Back on May 8th, I posted a review of Jim Kouzes’ and Barry Posner’s new book, Learning Leadership. I not only highly recommend the book for anyone who is a student of leadership (which is most of us I imagine), but also because I appreciate the bright light the authors shined on the value of engaging the support of others. This is where peer advantage meets learning leadership.

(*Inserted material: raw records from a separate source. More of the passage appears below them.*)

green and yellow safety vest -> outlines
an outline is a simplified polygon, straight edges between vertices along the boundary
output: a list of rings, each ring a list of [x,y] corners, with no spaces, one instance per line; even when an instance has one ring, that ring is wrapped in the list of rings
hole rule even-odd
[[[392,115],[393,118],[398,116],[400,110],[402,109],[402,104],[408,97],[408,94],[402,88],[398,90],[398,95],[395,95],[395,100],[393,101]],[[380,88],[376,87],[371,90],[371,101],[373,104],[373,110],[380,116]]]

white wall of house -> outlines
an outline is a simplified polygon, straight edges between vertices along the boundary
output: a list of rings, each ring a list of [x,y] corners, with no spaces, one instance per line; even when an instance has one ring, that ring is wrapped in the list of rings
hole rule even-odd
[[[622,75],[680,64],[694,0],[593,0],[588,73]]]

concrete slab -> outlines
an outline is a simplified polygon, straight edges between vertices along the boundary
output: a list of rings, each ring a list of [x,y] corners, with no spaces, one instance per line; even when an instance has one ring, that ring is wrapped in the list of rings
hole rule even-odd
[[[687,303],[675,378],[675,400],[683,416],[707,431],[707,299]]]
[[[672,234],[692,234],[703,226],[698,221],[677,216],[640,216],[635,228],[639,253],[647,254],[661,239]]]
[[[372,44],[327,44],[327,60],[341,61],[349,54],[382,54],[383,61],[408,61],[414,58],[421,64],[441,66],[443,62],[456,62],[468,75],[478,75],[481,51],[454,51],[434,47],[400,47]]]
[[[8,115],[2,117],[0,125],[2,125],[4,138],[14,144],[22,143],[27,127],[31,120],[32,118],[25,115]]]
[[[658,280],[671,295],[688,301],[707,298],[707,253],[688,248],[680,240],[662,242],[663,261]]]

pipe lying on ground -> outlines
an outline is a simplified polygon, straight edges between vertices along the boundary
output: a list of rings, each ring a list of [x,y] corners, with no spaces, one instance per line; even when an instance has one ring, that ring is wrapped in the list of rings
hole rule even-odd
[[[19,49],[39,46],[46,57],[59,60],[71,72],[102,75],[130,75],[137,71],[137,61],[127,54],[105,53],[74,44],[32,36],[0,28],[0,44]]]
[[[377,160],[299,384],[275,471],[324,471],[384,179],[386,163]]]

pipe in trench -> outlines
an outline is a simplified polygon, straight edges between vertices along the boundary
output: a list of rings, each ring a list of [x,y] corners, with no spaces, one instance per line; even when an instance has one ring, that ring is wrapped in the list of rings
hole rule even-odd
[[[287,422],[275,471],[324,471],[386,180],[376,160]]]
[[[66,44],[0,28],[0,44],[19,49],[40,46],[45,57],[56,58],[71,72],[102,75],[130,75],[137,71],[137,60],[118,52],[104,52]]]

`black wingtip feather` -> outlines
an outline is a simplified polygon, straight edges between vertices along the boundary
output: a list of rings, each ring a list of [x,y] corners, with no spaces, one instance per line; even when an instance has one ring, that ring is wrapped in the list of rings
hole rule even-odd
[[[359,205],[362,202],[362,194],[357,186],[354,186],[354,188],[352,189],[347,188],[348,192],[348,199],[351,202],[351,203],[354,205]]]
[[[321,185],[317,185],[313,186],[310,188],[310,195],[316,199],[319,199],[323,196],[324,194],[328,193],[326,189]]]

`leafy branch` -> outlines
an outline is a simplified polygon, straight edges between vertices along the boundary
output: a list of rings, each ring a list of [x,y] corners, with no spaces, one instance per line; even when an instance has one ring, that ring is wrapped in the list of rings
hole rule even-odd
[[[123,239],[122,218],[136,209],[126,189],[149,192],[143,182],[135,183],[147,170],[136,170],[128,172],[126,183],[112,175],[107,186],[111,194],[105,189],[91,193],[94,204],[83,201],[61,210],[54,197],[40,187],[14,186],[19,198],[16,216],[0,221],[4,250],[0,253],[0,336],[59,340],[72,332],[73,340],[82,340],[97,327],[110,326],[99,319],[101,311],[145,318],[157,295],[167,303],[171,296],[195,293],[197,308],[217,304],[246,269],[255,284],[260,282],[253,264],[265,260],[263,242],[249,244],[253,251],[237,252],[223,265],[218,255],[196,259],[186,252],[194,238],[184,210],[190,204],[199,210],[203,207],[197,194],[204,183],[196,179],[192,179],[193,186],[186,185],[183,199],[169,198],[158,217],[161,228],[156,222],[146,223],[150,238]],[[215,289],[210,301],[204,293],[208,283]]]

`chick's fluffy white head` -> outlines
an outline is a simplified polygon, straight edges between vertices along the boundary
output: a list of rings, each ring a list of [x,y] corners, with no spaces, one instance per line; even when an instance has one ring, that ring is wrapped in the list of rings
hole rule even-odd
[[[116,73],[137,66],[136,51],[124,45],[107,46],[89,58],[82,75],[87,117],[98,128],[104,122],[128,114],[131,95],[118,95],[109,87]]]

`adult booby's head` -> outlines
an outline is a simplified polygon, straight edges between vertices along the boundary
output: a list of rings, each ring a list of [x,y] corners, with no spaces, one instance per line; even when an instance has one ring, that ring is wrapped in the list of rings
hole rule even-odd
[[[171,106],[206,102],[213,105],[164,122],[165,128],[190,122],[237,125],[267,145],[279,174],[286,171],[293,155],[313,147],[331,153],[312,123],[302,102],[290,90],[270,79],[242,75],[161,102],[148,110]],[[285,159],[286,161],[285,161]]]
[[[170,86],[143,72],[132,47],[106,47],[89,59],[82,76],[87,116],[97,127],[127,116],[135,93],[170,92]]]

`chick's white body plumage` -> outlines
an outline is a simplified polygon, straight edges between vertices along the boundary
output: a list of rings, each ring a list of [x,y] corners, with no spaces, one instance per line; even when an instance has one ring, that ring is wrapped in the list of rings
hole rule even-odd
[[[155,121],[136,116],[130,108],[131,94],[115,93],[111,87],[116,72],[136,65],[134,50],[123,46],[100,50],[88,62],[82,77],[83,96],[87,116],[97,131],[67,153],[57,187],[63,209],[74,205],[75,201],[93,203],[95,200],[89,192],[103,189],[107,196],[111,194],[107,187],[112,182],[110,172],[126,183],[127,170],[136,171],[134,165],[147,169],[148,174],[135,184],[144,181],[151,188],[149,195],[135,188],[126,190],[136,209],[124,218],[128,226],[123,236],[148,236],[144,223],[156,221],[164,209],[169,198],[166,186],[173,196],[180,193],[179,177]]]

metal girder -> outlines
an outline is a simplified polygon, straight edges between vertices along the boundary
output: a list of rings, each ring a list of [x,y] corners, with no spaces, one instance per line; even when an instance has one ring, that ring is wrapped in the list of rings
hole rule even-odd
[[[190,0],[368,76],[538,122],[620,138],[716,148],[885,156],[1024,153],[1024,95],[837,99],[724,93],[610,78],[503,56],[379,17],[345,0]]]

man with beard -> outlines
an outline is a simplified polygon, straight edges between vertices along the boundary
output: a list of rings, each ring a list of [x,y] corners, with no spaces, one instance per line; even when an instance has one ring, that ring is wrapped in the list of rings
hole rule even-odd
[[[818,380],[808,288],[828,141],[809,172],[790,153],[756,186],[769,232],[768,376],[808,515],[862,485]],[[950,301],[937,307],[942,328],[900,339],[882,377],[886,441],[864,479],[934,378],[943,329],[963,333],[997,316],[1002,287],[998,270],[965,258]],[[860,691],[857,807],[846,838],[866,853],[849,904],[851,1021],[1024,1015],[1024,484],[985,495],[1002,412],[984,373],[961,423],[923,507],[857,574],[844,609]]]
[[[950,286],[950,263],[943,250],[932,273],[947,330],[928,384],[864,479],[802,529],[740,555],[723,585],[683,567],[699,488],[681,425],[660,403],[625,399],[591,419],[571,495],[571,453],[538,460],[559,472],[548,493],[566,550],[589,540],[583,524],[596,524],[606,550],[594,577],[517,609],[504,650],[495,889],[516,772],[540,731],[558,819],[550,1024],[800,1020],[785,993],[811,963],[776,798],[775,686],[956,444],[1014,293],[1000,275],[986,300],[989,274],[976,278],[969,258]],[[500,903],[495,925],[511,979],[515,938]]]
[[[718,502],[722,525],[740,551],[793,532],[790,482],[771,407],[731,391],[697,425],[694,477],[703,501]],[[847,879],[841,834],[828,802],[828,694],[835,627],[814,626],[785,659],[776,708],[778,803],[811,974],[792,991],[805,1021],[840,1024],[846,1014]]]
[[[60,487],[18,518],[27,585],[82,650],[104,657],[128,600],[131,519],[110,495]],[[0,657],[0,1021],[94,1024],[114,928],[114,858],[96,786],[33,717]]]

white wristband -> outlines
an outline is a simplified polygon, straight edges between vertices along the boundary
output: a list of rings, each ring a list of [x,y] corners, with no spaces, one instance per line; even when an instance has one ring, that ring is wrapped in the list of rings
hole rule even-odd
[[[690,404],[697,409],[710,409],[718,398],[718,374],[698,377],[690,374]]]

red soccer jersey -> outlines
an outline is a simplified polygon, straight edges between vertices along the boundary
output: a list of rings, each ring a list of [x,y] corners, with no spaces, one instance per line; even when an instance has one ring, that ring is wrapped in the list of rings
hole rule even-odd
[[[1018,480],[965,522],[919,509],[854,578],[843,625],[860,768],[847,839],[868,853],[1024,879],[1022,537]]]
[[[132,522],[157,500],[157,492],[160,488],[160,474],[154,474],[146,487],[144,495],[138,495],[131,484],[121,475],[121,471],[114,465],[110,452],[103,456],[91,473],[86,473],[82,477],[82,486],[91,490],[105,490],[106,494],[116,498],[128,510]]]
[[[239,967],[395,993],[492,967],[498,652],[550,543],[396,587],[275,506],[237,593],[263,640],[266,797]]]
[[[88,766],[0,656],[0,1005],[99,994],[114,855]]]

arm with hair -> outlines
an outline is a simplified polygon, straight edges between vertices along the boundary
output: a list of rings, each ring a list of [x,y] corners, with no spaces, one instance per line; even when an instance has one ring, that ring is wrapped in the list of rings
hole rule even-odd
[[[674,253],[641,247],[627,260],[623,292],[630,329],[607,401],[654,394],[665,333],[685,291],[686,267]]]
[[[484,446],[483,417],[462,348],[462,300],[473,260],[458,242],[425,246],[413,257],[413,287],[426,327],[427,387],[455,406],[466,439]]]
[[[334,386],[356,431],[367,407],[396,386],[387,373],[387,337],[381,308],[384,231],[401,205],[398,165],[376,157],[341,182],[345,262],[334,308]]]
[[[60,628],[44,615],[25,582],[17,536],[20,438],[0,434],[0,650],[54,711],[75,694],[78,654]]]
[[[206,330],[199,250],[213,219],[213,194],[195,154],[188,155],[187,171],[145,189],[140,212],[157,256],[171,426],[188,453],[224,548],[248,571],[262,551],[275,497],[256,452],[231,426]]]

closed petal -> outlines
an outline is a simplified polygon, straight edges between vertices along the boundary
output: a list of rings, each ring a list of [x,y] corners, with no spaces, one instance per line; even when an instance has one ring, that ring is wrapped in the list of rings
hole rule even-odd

It’s been my experience that there’s no silver bullet to becoming a great leader nor to achieving greatness at anything for that matter. It typically involves an ensemble of activities and the generous support of others. The authors’ ensemble for learning leadership involves believing in yourself, aspiring to excel, challenging yourself, engaging support and practicing deliberately. Engaging support is where they see life as a team sport, stating that no one who has ever been great at anything achieved it alone. Here’s how Kouzes and Posner opened Part V of their book Learning Leadership:
“You can’t learn to become the best leader all by yourself. The top performers in every endeavor, including leaders, all seek out support, advice, and the counsel of others. That has a lot do with why they turn out to be the most successful.”
Kouzes and Posner also go so far as to suggest that you form your own personal board of directors – 4 to 7 people who have diverse skills sets – who care about your success, provide you the advice you need, and help you meet the tough challenges and achieve the lofty goals you’ve identified for yourself and your organization. Based on personal experience, this is a winning strategy that is both easy and effective, yet too few people do it.
The Power of Peers: How the Company You Keep Drives Leadership, Growth & Success, which I coauthored with Leon Shapiro, explores the value of engaging the support of others, while recognizing that it’s just one instrument in the learning leadership ensemble. Since writing the book, I’ve been speaking throughout the U.S. and abroad, playing my small part by touting the value of engaging the support of others. I invite you to join Kouzes and Posner in their lifelong quest to develop more and better leaders throughout the world – only together will we be successful.